In order to implement the National Education Policy (NEP), Karnataka’s position paper on early care and childhood education (ECCE) has suggested government regulation for the education of children in the 0–6 year old age group, which is now mostly unregulated.
The report recommends that Karnataka require all ECCE and elementary school service providers, whether they are government or non-government, to register with their local panchayat or corporation and acquire a No-Objection Certificate with periodic renewal under NEP. It recommends that the state establish a responsible authority to create quality standards, which cover infrastructure—minimum necessary space, water and sanitation, observance of facility safety standards, food preparation, adult supervision, and other child protection measures.
Minimum standards for staff qualifications and training, staff wages, acceptable curricula, and the availability of teaching and learning resources are all part of the quality standards. The panel recommended that an accreditation mechanism be created, that quality standards and standard operating procedures be agreed upon, and that all preschools be given a minimum amount of time to achieve necessary levels of quality. A reliable data management system should be in place for the state.
The state currently has 65,911 approved anganwadis, 276 Samagra Shiksha Abhiyan pre-primary sections co-located with existing primary schools, 908 SDMC-run pre-primary classes in government schools, and 10,109 registered private standalone pre-schools – 404 aided and 9705 private fee-paying schools.
“The mindset that pre-schooling is not a specialised programme and may be managed by anyone without any knowledge of education or child development is one of the key causes of the substantial quality disparity in ECCEs. In ECCEs, there are no requirements for infrastructure, rules for hiring teachers, or methods for evaluating the calibre of educational and developmental activities. In ECCE, there is no standardisation of standards or educational structure. The focus on writing and other unscientific methods is overemphasised in private schools, victimising pupils from a young age and placing undue pressure on them “stated the report.

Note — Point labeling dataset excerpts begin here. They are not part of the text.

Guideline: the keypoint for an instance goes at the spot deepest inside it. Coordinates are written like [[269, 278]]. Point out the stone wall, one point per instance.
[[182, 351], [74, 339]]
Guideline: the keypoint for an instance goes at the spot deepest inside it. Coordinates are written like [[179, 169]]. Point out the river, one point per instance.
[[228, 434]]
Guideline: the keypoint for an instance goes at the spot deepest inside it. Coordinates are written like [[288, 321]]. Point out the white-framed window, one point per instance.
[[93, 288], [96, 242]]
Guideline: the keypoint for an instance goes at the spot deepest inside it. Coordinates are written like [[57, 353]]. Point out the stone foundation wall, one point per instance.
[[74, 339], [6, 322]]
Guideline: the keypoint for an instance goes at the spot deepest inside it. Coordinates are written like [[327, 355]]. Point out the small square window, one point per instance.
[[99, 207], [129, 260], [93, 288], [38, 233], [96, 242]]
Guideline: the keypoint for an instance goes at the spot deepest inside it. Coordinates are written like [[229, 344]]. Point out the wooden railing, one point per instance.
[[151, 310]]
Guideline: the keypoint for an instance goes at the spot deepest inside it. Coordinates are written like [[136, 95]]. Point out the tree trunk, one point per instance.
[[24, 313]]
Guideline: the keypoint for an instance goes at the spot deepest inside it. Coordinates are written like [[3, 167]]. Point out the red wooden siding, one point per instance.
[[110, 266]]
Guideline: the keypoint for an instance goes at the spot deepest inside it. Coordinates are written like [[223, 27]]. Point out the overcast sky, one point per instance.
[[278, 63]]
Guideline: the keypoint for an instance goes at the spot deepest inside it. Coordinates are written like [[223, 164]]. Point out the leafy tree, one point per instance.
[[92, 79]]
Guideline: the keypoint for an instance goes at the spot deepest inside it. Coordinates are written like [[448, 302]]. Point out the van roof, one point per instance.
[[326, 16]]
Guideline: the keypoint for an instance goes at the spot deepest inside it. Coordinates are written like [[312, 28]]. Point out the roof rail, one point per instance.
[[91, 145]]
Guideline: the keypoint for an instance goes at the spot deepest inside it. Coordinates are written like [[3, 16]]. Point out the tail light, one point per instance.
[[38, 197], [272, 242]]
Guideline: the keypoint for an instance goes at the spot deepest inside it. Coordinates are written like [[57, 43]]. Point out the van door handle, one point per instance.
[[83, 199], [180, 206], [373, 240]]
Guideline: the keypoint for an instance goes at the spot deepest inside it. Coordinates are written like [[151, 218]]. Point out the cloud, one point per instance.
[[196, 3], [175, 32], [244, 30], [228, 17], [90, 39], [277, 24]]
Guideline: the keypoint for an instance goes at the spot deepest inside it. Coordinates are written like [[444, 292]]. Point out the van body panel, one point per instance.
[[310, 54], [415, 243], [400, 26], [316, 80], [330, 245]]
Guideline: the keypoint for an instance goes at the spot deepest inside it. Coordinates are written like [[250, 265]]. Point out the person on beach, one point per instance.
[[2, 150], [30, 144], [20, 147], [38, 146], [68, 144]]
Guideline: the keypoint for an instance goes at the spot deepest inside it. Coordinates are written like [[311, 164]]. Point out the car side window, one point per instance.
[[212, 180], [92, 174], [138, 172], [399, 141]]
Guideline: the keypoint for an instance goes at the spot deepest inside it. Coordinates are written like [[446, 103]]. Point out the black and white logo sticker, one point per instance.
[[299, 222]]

Under NEP, private education will become more affordable, the group recommended a fee cap. “The cap must permit schools to hire highly competent instructors, pay them a respectable salary along a reasonable pay scale, and provide suitable educational facilities. The era of for-profit colleges with unqualified, low-paid faculty members ought to be over by now “It read.
Aware of the popularity of English as a language of instruction, the group has recommended that “children should be required to reach fundamental proficiency in two languages by nine years” and that “the nomenclature of first and second language and medium of instruction should be done away with.”